On-chain and off-chain work
Participatory random number generation carries out most of its work off-chain. This is important, as Ethereum transaction times are variable and would make many online games either too slow or too expensive to undertake. All that needs to happen on-chain is for the instance to be created and each participant to store the final output of their hashing, for example in the case of a 10-round game each participant would store \(H_{11}()\) of their seed. Generation of the random number for each round can be carried out off-chain, as can validation of each participant’s value.
Real-world example
What follows is a complete example of using participatory random numbers with two parties to generate trustless and fair random numbers. The full contract⧉ is available for reference.
The first step is to deploy the contract. Once it has been deployed an instance is created by either participant sending a newInstance()
transaction to the contract with an instance ID of 1 and number of rounds 10:
newInstance(1, 10)
The first participant selects \(0x0000…0001\) as their seed and the second participant selects \(0x0000…0002\) as their seed (note that these are examples; each participant in reality should choose a random value as their seed). Both parties hash their seed 11 times (one more than the number of rounds) to obtain the source and submit it to the contract with a setSource() transaction, so the first participant submits
setSource(1, 0x4d5c…d1a3)
and the second participant submits
setSource(1, 0x4c97…842f)
At this point the instance is ready. The two participants each agree upon the round number (as this is the first round the number is 1) and calculate their contribution value using an off-chain call to generateValueFromSeed()
, so the first participant calls
generateValueFromSeed(1, 0x0000…0001, 1)
to receive \(0xd409…764f\) and the second participant calls
generateValueFromSeed(1, 0x0000…0002, 1)
to receive \(0x3d4a…6108\).
They share their value with the other participant and each participant independently calls generateRandomValue()
which confirms that all participants’ values are correct and calculates the resultant random value, so
generateRandomValue(1, [a1, a2], 0, [0xd409…764f, 0x3d4a…6108])
to receive \(0xe943…1747\). Note that in the above call a1
is the address of the first participant and a2
is the address of the second participant.
Both participants can now use the generated random value \(0xe943…1747\) knowing that it is suitably random and that the other participant could neither influence nor predict it.
Notes on use
Once generated the random number can be used for any purpose by using an agreed-upon rule to decide how to use it.
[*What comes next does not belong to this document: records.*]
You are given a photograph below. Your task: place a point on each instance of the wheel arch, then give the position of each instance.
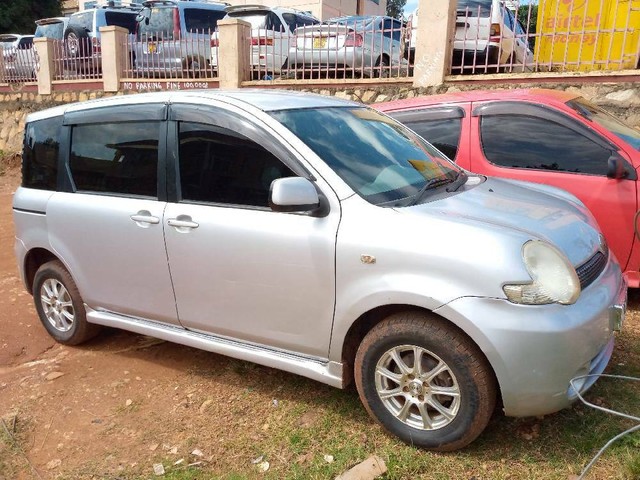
(373, 317)
(35, 258)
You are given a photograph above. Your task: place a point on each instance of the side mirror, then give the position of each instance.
(616, 167)
(293, 194)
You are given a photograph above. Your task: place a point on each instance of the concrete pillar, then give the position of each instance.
(46, 66)
(113, 43)
(234, 62)
(434, 41)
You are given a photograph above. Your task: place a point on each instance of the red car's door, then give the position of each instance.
(538, 144)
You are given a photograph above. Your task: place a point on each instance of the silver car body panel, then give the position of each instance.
(451, 255)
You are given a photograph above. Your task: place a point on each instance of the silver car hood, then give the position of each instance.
(537, 212)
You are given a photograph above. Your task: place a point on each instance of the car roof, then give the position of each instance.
(263, 99)
(532, 94)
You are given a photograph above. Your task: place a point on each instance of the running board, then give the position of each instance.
(313, 368)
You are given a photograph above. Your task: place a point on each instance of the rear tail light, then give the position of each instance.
(261, 41)
(353, 40)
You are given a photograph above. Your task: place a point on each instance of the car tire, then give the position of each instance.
(398, 393)
(77, 43)
(382, 67)
(59, 305)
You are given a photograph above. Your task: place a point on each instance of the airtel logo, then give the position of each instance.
(576, 3)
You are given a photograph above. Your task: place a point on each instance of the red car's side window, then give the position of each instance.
(519, 141)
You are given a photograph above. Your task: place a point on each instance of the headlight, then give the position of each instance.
(554, 279)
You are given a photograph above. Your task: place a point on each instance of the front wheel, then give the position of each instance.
(59, 305)
(425, 382)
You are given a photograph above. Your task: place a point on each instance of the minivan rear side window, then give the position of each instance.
(40, 153)
(201, 20)
(118, 158)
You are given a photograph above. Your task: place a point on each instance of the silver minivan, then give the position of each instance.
(321, 237)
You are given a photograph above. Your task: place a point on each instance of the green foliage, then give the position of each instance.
(395, 7)
(18, 16)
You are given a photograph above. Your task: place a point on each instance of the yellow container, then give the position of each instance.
(588, 34)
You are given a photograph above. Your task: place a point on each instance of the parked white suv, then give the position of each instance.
(271, 34)
(320, 237)
(489, 38)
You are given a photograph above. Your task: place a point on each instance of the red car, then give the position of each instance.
(544, 136)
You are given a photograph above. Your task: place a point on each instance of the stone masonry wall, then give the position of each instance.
(621, 99)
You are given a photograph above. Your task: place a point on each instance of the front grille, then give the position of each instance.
(591, 269)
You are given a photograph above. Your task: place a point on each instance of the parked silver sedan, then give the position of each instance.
(18, 58)
(350, 46)
(320, 237)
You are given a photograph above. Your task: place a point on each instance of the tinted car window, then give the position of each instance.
(40, 154)
(443, 134)
(122, 19)
(160, 21)
(50, 30)
(377, 157)
(196, 19)
(220, 166)
(527, 142)
(118, 158)
(84, 20)
(25, 43)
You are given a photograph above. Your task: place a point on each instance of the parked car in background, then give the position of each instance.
(321, 237)
(82, 35)
(350, 46)
(489, 38)
(51, 27)
(18, 58)
(543, 136)
(272, 30)
(174, 37)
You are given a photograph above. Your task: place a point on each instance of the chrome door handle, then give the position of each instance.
(179, 223)
(145, 217)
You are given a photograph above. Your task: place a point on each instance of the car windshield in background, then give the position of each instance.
(379, 158)
(476, 8)
(160, 21)
(606, 120)
(124, 20)
(355, 23)
(256, 19)
(50, 30)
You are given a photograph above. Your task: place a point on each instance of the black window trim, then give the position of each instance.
(428, 114)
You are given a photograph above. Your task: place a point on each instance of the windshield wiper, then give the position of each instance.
(430, 185)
To take a simple example: if two participants use the generated number to select a “winner” they can do so by agreeing beforehand that the first participant takes the first two bytes of the number and the second participant takes the last two bytes of the number, and whomever has the higher result is considered the winner. Using the number generated in the last section the first participant would have \(0xe943\) as their number and the second participant \(0x1747\) as their number so the first participant wins this round.
The round number in an instance should never be re-used, and should always increase. For example, if a game is played for round 5 then the next game must have a higher round number (6 or more).
Although the examples in this article use two participants and ten rounds, the contract works for any number of participants and rounds. It can easily be extended to tens of players and thousands of rounds without significant CPU impact, however if the calculations are ever made on-chain, for example as part of a validation transaction, then it is important to understand the impact on gas of higher rounds and more participants.